IBM’s Power Systems Power8 Coherent Accelerator Processor Interface (CAPI) is not for every IT shop running Power Systems. However, for those that aim to attach devices to their POWER8 systems over the PCIe interface and want fast, efficient performance CAPI will be unbeatable. Steve Fields, IBM Distinguished Engineer and Director of Power Systems Design introduces it here. Some of it gets pretty geeky but slides #12-17 make the key points.
DancingDinosaur first covered CAPI here, in April, shortly after its introduction. At that point it looked like CAPI would be a game changer and nothing since suggests otherwise. As we described it then, CAPI sits directly on the POWER8 board and works with the same memory addresses that the processor uses. Pointers de-reference the same as the host application. CAPI, in effect, removes OS and device driver overhead by presenting an efficient, robust, durable and, most importantly, a direct interface. In the process, it offloads complexity.
In short, CAPI provides:
- SMP Coherence Protocol transported over PCI Express interface
- Provides isolation and filtering through the support unit in the processor (“CAPP”)

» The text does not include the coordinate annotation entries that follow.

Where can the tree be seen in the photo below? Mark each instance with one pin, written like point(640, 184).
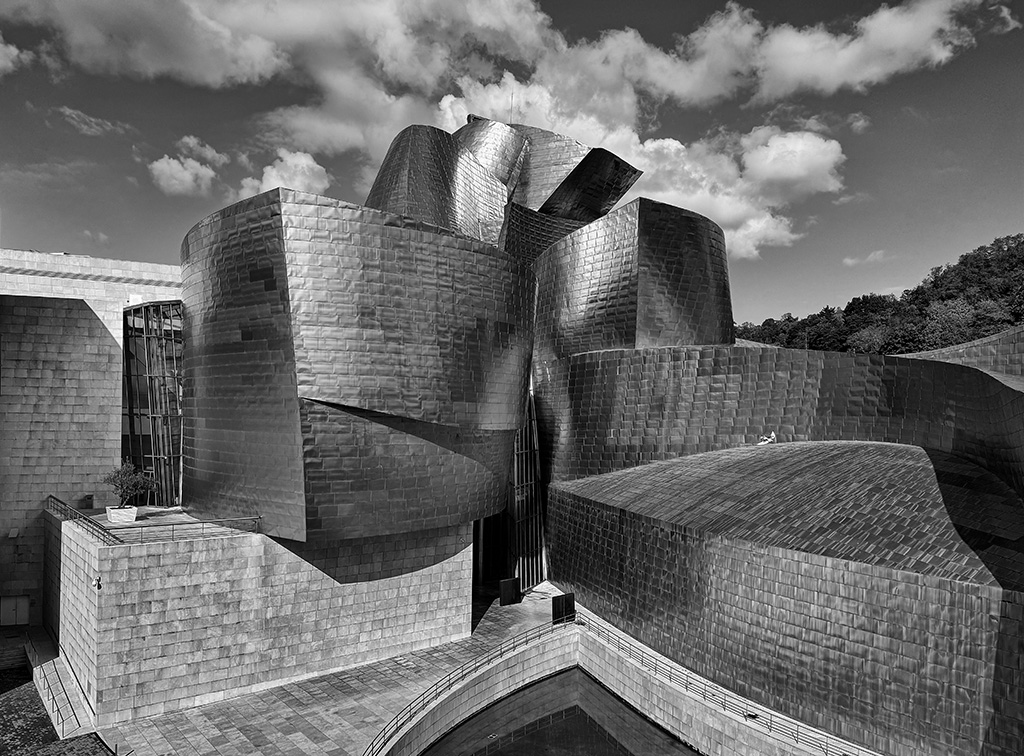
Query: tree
point(128, 481)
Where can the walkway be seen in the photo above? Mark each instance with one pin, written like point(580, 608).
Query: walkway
point(332, 715)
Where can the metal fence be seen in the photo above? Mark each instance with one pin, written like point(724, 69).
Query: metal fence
point(65, 511)
point(58, 706)
point(187, 531)
point(154, 532)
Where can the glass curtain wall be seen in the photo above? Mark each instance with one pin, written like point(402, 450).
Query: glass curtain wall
point(525, 504)
point(152, 401)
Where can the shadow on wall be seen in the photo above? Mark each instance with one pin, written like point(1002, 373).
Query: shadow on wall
point(60, 413)
point(995, 533)
point(379, 557)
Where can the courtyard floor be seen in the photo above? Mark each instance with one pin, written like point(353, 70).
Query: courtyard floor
point(331, 715)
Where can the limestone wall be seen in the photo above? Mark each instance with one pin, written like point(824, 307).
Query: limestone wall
point(182, 623)
point(60, 332)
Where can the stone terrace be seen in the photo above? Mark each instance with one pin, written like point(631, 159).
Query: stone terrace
point(331, 715)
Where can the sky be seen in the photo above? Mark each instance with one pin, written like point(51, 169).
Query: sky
point(845, 148)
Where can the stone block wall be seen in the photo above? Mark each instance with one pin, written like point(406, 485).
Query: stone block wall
point(60, 414)
point(897, 661)
point(80, 607)
point(535, 662)
point(698, 722)
point(60, 374)
point(1001, 352)
point(182, 623)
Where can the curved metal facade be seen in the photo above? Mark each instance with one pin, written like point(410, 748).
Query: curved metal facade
point(644, 275)
point(334, 352)
point(863, 588)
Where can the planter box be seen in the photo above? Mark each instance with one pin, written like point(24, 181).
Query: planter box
point(121, 514)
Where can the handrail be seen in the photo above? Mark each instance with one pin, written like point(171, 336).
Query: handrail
point(182, 531)
point(51, 700)
point(770, 720)
point(62, 510)
point(454, 677)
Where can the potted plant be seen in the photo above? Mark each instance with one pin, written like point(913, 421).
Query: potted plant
point(128, 481)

- Manages caching and address translation through the standard POWER Service Layer in the accelerator device
- Enables accelerator Functional Units to operate as part of the application at the user (direct) level, just like a CPU
What you end up with is a coherent connected accelerator for just a fraction of the development effort otherwise required. As such, CAPI enables more efficient accelerator development. It can reduce the typical seven-step I/O model flow (1-Device Driver Call, 2-Copy or Pin Source Data, 3-MMIO Notify Accelerator, 4-Acceleration, 5-Poll/Int Completion, 6-Copy or Unpin Result Data, 7-Return From Device Driver Completion) to just three steps (1-shared memory/notify accelerator, 2-acceleration, and 3-shared memory completion). The result is an easier, more natural programming model with traditional thread-level programming and no need to restructure the application to accommodate long latency I/O. Finally it enables apps otherwise not possible, such as those requiring pointer chasing (e.g. Java garbage-collection).
Other advantages include an open ecosystem for accelerators built using Field Programmable Gate Arrays (FPGA). The number and size of FPGAs can be based on application requirements, and FPGAs can attach to other components, such as private DRAM, flash memory, or a high-speed network.

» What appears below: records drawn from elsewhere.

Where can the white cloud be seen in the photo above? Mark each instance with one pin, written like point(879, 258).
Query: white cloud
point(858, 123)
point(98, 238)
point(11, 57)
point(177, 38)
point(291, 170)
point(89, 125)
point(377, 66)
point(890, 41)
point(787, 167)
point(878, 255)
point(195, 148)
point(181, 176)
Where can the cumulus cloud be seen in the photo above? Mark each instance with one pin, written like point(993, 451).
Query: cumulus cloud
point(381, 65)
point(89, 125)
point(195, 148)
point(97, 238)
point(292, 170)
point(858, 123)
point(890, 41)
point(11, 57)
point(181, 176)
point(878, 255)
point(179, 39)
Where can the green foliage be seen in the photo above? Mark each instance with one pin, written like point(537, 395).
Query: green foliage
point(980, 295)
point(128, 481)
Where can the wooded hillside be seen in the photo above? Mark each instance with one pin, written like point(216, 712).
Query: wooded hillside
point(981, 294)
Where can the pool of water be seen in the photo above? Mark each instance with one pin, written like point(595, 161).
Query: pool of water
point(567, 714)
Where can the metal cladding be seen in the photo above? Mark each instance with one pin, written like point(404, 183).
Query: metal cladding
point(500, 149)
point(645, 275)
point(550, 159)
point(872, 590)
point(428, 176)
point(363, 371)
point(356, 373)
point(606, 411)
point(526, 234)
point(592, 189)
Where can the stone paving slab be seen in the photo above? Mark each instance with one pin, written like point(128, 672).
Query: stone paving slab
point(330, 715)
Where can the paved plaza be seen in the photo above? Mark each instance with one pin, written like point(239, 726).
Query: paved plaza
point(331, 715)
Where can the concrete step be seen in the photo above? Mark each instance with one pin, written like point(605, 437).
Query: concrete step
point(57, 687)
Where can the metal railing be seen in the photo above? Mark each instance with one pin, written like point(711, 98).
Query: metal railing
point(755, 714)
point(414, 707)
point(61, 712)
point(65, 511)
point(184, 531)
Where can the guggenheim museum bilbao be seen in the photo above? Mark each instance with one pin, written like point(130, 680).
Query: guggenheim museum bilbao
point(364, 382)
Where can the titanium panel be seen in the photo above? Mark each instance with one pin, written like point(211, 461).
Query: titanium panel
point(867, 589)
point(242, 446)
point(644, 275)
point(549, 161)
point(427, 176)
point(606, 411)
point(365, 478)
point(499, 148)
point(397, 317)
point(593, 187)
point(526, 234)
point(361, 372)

Driving the need for CAPI is the insatiable demand for performance. For that, acceleration is required, which is complicated and resource-intensive to build. So IBM created CAPI, not just for pure compute but for any network-attached or storage-attached I/O. In the end it eliminates the overhead of the I/O subsystem, allowing the focus to be on the workload.
In one example IBM reported it was able to attach an IBM Flash appliance to POWER8 via the CAPI interface. As a result it could generate Read/Write commands from applications and eliminate 97% of code path length, a savings of 20-30 cores per 1M IOPS. In another test IBM reported being able to leverage CAPI to integrate flash into a server; the memory-like semantics allowed the flash to replace DRAM for many in-memory workloads. The result: 5x cost savings plus large density and energy improvements. Furthermore, by eliminating the I/O subsystem overhead from high IOPS flash access, it freed the CPU to focus on the application workload.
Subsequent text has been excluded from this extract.